Monday, Mar. 17, 1986

World Notes China

In 1972 President Richard Nixon raised his glass in the Great Hall of the People and quoted from the popular poetry of Mao Tse-tung. " 'So many deeds cry out to be done, and always urgently,' " intoned Nixon. " 'Seize the day, seize the hour.' "

Inspiring lines, but were they really Mao's? Maybe, maybe not, suggests China's official English-language weekly Beijing Review, which reported last week that a number of poems once attributed to the Chairman were probably the work of Chen Mingyuan, then a 29-year-old university student.
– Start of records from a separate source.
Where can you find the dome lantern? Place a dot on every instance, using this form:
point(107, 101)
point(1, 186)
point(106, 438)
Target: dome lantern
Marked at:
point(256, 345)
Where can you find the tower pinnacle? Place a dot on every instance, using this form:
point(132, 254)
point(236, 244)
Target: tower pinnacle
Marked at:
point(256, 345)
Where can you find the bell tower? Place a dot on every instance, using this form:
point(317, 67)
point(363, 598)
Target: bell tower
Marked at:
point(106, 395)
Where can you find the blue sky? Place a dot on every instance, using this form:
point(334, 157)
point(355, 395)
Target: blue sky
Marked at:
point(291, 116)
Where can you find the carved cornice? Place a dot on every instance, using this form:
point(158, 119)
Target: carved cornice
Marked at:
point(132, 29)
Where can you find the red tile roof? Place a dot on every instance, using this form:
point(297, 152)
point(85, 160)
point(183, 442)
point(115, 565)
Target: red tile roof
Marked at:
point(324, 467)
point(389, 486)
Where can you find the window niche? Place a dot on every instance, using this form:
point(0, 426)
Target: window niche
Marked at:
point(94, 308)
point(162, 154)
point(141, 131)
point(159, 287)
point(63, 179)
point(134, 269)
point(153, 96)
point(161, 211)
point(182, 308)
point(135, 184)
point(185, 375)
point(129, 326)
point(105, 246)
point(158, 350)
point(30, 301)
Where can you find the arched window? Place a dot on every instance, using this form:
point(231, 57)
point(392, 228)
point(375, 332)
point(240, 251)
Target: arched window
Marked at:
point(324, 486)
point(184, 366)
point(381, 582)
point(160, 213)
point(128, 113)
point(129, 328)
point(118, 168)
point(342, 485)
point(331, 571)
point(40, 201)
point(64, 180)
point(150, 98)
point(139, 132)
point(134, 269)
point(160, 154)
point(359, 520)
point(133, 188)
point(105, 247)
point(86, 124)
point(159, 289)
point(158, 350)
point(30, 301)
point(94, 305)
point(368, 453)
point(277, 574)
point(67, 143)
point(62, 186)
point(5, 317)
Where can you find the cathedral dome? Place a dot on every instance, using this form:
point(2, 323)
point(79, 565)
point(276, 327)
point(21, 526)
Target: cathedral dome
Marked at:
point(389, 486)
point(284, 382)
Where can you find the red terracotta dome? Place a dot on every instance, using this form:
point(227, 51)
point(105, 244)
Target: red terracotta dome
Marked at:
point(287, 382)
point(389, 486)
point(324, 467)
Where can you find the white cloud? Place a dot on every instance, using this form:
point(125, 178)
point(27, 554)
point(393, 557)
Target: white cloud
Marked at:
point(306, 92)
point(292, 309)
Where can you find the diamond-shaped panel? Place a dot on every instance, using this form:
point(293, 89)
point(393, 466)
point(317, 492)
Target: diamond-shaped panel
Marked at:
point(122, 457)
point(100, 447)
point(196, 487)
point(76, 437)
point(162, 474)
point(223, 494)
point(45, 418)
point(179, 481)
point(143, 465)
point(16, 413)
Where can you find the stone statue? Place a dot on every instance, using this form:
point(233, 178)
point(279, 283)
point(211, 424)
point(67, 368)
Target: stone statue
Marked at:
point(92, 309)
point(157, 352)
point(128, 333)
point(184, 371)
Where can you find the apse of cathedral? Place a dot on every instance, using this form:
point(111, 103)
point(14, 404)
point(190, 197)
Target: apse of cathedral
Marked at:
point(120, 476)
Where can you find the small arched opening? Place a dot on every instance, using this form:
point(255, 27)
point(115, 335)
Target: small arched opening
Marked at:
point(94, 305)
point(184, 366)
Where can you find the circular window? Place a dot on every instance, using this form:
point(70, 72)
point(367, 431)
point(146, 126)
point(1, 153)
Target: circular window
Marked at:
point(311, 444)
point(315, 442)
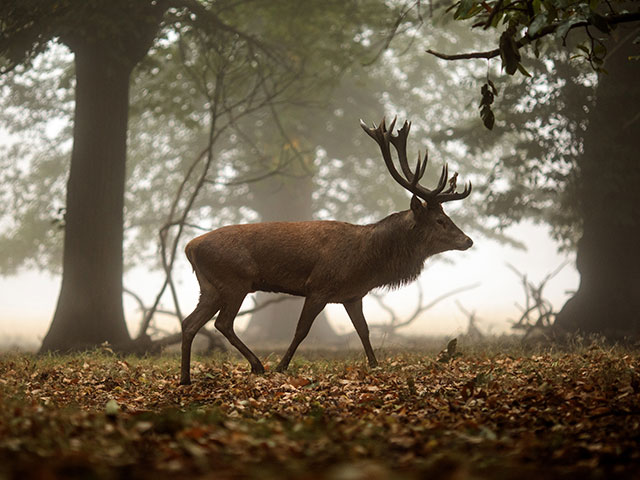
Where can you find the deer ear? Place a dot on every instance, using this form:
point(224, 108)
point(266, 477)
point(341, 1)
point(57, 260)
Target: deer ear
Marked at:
point(417, 207)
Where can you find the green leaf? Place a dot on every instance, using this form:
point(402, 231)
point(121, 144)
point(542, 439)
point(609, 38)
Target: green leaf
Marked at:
point(523, 70)
point(488, 118)
point(509, 53)
point(464, 8)
point(538, 22)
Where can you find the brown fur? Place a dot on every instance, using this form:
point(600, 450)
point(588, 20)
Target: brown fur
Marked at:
point(324, 261)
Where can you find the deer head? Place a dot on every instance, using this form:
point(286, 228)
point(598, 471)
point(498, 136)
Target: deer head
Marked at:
point(437, 229)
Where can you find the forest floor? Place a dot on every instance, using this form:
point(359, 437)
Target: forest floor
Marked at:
point(482, 413)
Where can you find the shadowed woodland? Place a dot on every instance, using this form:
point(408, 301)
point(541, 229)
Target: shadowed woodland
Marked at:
point(127, 128)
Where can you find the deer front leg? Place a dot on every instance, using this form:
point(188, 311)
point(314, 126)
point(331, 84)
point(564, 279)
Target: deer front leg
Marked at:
point(224, 323)
point(310, 311)
point(190, 326)
point(354, 309)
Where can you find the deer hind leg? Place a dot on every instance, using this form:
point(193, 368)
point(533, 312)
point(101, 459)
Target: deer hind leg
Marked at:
point(310, 311)
point(224, 323)
point(354, 309)
point(205, 309)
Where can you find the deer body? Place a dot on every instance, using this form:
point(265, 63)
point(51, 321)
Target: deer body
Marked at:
point(323, 261)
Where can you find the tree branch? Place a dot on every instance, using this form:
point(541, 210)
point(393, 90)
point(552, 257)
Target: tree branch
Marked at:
point(526, 40)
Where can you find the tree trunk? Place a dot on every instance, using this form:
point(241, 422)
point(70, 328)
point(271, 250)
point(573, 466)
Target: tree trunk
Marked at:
point(89, 310)
point(284, 199)
point(608, 258)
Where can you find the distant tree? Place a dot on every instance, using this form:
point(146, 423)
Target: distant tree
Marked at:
point(606, 172)
point(108, 40)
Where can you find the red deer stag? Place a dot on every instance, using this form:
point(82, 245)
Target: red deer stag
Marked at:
point(323, 261)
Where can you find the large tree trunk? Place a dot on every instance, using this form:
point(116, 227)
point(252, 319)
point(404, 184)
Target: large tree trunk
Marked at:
point(89, 309)
point(284, 199)
point(608, 257)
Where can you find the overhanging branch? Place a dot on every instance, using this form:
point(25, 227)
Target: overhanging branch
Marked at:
point(526, 40)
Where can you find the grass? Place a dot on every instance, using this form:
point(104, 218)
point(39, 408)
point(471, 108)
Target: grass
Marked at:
point(491, 412)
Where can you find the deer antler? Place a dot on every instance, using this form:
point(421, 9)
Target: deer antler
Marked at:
point(410, 180)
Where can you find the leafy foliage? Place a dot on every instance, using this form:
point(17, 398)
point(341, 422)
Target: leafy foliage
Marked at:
point(479, 415)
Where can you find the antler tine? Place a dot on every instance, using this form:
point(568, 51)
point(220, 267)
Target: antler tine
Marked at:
point(399, 142)
point(409, 181)
point(447, 197)
point(382, 137)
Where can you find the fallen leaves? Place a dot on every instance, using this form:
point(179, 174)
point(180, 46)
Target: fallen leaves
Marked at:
point(475, 416)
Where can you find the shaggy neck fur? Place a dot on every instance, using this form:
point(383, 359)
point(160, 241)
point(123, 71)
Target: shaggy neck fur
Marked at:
point(396, 254)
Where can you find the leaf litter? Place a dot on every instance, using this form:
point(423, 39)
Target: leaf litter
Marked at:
point(478, 415)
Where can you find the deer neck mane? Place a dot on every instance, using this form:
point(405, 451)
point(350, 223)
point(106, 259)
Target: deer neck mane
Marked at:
point(395, 256)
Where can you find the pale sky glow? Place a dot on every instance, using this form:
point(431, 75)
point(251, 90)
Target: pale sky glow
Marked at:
point(28, 300)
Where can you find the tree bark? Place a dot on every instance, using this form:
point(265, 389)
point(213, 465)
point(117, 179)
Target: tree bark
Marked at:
point(608, 258)
point(89, 309)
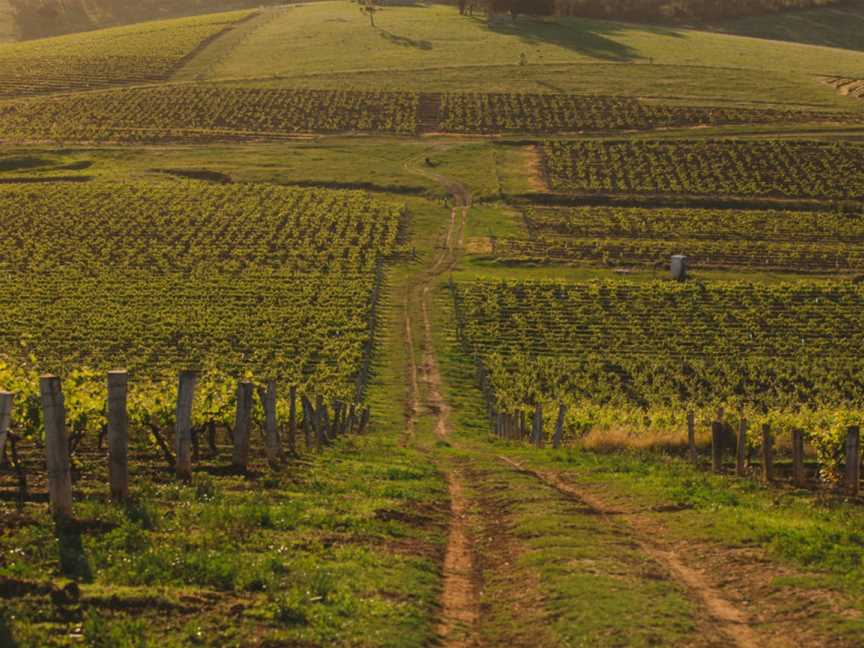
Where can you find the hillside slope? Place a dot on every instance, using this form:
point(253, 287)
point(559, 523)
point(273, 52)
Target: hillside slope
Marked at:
point(838, 26)
point(28, 19)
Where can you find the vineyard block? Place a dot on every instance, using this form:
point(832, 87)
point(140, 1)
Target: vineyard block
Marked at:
point(56, 447)
point(5, 418)
point(183, 424)
point(242, 423)
point(679, 267)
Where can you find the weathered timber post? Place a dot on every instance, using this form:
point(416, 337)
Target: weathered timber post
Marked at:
point(310, 425)
point(853, 460)
point(352, 419)
point(338, 417)
point(364, 420)
point(741, 447)
point(767, 454)
point(271, 424)
point(183, 423)
point(308, 422)
point(242, 422)
point(5, 418)
point(56, 447)
point(323, 420)
point(559, 426)
point(798, 476)
point(292, 419)
point(717, 446)
point(691, 437)
point(538, 426)
point(118, 435)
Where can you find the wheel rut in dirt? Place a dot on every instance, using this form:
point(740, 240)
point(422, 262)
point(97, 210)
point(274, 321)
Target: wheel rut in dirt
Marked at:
point(460, 591)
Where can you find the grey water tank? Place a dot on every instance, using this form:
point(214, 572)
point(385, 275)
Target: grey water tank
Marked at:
point(679, 267)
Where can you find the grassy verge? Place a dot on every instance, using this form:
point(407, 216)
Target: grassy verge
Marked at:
point(339, 546)
point(797, 556)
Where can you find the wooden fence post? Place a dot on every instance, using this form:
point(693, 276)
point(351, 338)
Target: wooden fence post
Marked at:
point(5, 418)
point(183, 423)
point(798, 476)
point(323, 421)
point(292, 419)
point(691, 437)
point(853, 460)
point(767, 454)
point(741, 448)
point(538, 425)
point(271, 425)
point(364, 420)
point(559, 426)
point(338, 414)
point(118, 435)
point(717, 446)
point(352, 419)
point(308, 421)
point(242, 423)
point(56, 447)
point(310, 424)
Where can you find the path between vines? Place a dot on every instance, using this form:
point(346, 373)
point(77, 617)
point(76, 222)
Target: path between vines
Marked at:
point(462, 582)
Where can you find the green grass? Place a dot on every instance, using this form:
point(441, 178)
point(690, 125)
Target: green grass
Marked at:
point(452, 52)
point(814, 540)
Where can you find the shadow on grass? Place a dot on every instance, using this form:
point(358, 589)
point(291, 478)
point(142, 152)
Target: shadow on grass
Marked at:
point(6, 638)
point(73, 558)
point(404, 41)
point(594, 38)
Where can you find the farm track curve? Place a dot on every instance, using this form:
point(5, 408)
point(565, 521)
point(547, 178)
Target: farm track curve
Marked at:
point(462, 580)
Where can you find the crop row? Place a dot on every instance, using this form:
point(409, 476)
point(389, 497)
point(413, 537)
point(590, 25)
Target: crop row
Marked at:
point(771, 168)
point(640, 354)
point(253, 280)
point(709, 237)
point(811, 257)
point(556, 113)
point(196, 113)
point(143, 52)
point(157, 113)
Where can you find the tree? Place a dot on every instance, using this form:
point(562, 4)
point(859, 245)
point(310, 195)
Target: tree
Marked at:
point(370, 8)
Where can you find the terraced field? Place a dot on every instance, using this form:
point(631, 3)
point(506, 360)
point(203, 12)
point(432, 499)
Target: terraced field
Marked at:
point(712, 238)
point(134, 54)
point(790, 169)
point(638, 354)
point(257, 280)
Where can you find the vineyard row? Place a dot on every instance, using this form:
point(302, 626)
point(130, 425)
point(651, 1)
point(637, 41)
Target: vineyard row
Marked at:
point(318, 425)
point(201, 113)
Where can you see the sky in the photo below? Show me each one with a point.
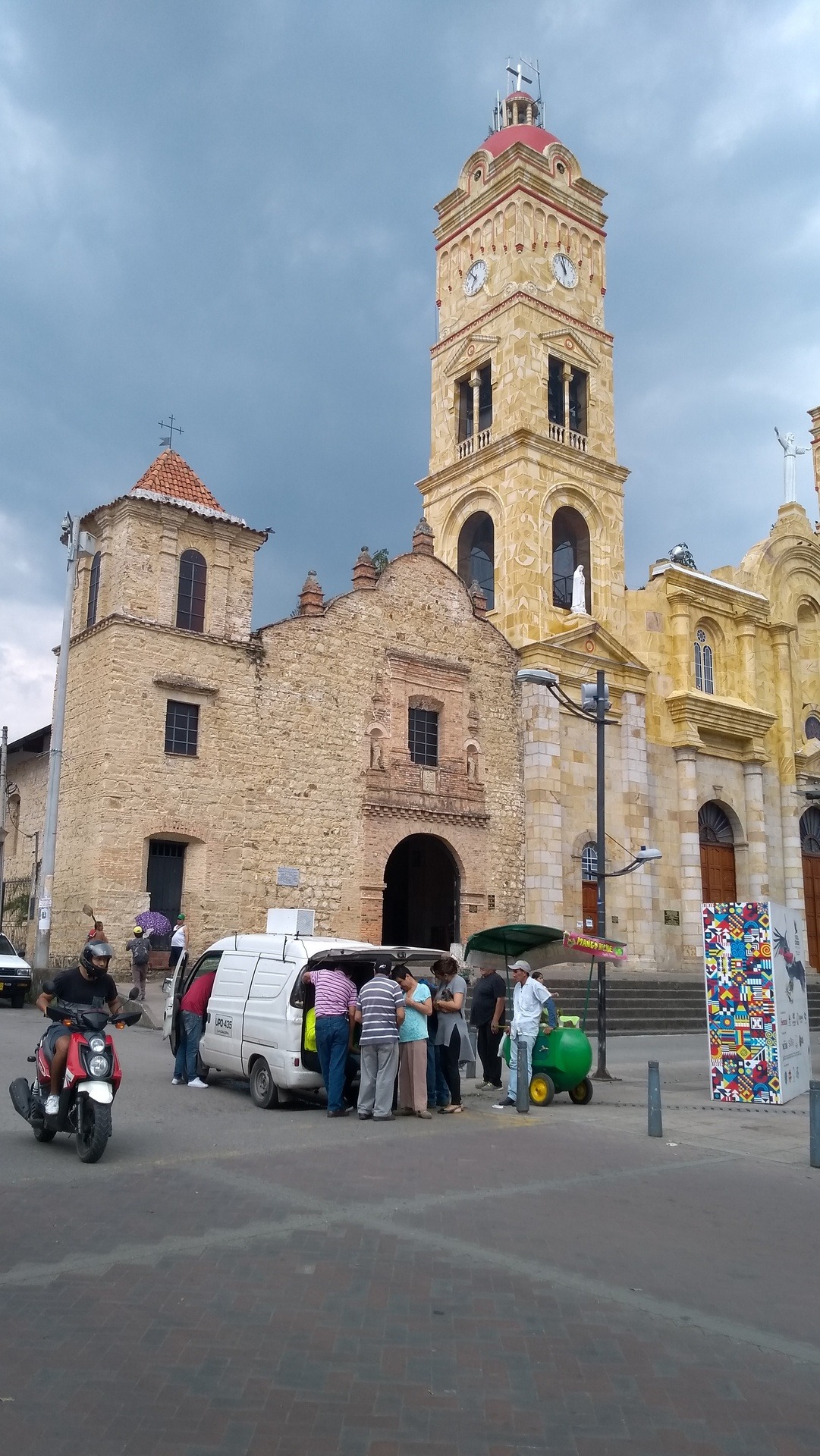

Chen, now a researcher at the Chinese Academy of Sciences, became aware of the misattributions when he saw a copy of Mao's Unpublished Poems. "Not all these poems are written by Chairman Mao," he told a friend. "Many are mine." Chen called the apparent plagiarism to the attention of then Premier Chou En-lai, who was a defender of the people against Maoist radicals. Chou reportedly praised Chen for speaking out and immediately called for circulation of the work to be halted.

Mao's wife, Jiang Qing, had the young poet beaten and thrown into prison for his temerity. While he was in jail, Chen continued to write poems, one of which--a eulogy for Foreign Minister Marshal Chen Yi, who died in 1972--also found its way into a collection of Mao's works.